Idolatrous Religion & Racism.
The former is an experience of religion built upon arrogant orthodoxy that centers performance and piety as the means by which God’s attention and affection can be seduced.
The latter is a set of behaviors that actively seeks to diminish the worth of another. Yet racism is not based on hatred. Rather, as Ibram X. Kendi argues, it is an unnatural hierarchy of humanity designed and weaponized by the powerful to accumulate and protect their interests at high cost to others.
These two factors, when braided together, become a lethal contagion that has been far more devasting than global wars and pandemics combined. While not isolated to Christianity, the continuous fusion of idolatrous religion with racism has caused Christianity to be among the deadliest religions on the planet.
Every time that I’ve walked the hallowed halls of Yad Vashem, Israel’s Holocaust museum in Jerusalem, I am undone by the scale and scope of the Third Reich’s innovative violence. As is true of every museum, this sacred space of remembrance has a very clear message:
“The world tried to exterminate us, yet we survived.”
One of the features that make Yad Vashem stand out among global museums is the way in which the curators have made the genocide deeply personal. Each exhibition invites the guest into unthinkable devastation by offering stories of the individuals who both perished and survived.
In my initial journey through the museum, the personal stories of the women, men, and children broke me open to a severe awakening.
Many of the Nazis were Lutherans. They were Christians.
Among other factors, the fusion of idolatrous religion and racism had caused German Christians to move beyond polite indifference and forcible exclusion to the willful endorsement of and participation within Jewish extermination.
In the years just before the devastation of the Holocaust there already existed a sense of German Christian elitism. Lutheranism was the predominant expression of Christianity and Bonhoeffer had emerged as a prodigy theologian within the tradition. Unique to his approach was the conviction that Christianity found its credibility not in orthodoxy alone, but in its fusion with orthopraxy.
Within a tradition that sought to center rigid adherence to intellectual assent, Bonhoeffer centered Christ. He “differentiated between Christianity as a religion…and following Christ.” He emphasized the message of grace and the distinction of the Christian religion being that it “preaches the infinite worth of that which is worthless and the infinite worthlessness of that which is seemingly so valued.”

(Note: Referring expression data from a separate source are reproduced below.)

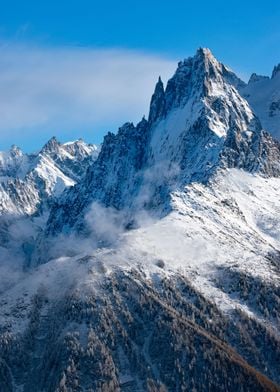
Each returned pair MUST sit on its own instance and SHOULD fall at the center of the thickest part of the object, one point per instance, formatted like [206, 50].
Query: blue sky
[81, 68]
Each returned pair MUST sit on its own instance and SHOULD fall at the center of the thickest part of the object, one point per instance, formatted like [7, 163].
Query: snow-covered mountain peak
[263, 95]
[256, 78]
[52, 146]
[276, 71]
[198, 124]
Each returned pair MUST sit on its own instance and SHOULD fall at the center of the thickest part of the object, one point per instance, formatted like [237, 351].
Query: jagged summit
[51, 146]
[163, 270]
[256, 78]
[197, 125]
[276, 71]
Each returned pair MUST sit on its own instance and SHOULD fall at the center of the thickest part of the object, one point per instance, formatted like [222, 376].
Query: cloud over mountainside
[49, 89]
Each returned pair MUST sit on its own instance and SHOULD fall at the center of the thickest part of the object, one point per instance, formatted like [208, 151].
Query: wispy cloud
[45, 89]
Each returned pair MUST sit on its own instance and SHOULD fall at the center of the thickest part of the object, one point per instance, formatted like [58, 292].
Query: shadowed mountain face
[156, 258]
[196, 125]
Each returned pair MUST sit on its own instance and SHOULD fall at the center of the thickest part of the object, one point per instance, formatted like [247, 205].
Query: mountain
[29, 181]
[158, 270]
[196, 125]
[263, 94]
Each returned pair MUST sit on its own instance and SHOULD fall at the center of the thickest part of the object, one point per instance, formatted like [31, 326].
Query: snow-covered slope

As one could imagine, in a milieu where idolatrous religion and racism were already being fused, Bonhoeffer’s lectures received both positive and negative responses. Yet his theological journey alongside his boldness in articulating this message of embodiment and embrace was still theoretical.
He was smart, articulate, and in process.
In short time, informed by another immersion, this time in New York City, Bonhoeffer’s theological musings would sink into his life and leadership. What happened in New York City would eventually cost Bonhoeffer his life.
 Kendi, How to be an Antiracist, 42.
 Metaxas, Bonhoeffer, 84.
 Ibid., 85.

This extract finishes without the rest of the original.